In [1]:
import numpy as np
import networkx as nx
import pandas as pd
import matplotlib.pyplot as plt
from scripts.load_data import load_postings, load_votes, get_first_contact_df, subset_users

# reload imports jupyter magic
%load_ext autoreload
%autoreload 2

In [2]:
votes = load_votes("input/")
postings = load_postings("input/")
votes = votes.sort_values("VoteCreatedAt")
postings["num_interactions"] = postings.groupby("UserCommunityName")["PostingCreatedAt"].cumcount()

Votes loaded
Postings loaded


# Subsetting data

We don't want to have the following users
- users that interacted with only a few posts
- users that interacted with many posts, but in few days creating a skewed distribution

Therefore we set a threshold on the number of days a user has to interact minimum

Filtering users that interacted at the middle of the interval. Possible future extension: pick time interval instead of day

In [3]:
user_selection = subset_users(votes, postings, "both", num_days_min=30, firt_interaction_middle=True)

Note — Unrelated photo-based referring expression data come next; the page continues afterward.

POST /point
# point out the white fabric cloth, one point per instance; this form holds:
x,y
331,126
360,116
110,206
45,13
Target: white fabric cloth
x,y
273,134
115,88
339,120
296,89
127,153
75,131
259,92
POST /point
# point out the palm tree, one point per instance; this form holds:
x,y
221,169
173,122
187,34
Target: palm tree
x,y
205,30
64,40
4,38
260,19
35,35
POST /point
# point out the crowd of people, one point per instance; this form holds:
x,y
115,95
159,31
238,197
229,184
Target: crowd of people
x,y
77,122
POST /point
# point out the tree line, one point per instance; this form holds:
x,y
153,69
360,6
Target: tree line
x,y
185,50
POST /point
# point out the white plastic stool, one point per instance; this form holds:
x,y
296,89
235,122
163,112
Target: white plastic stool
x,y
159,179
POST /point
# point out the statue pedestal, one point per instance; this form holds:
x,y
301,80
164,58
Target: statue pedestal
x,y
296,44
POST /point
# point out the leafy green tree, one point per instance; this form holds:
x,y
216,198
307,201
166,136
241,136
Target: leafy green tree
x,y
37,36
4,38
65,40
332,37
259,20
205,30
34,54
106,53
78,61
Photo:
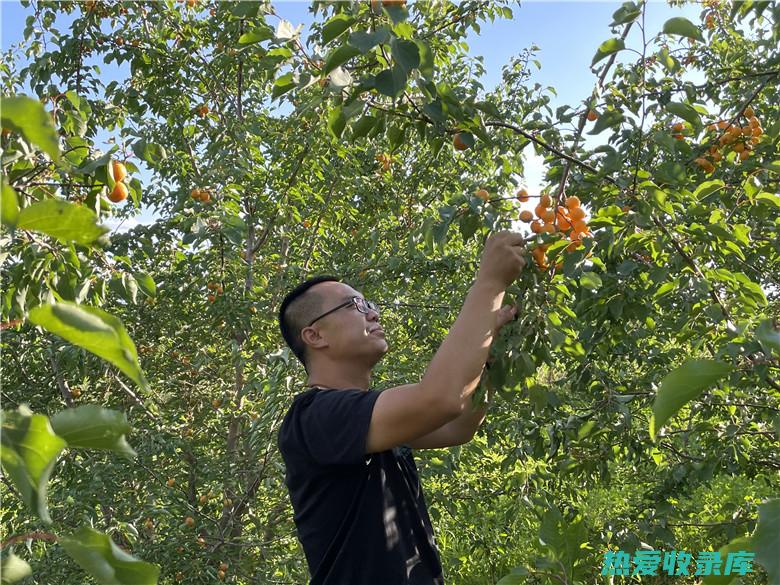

  return umr_minimum(a, axis, None, out, keepdims, initial, where)


In [4]:
user_selection.nunique() /  pd.concat([votes["UserCommunityName"], postings["UserCommunityName"]]).nunique()

0.2630704409233873

# Defining a notion of similarity

## 1. Comment article similarity
#### "Users are similar when they comments under the same articles (or articles of the same ressort)"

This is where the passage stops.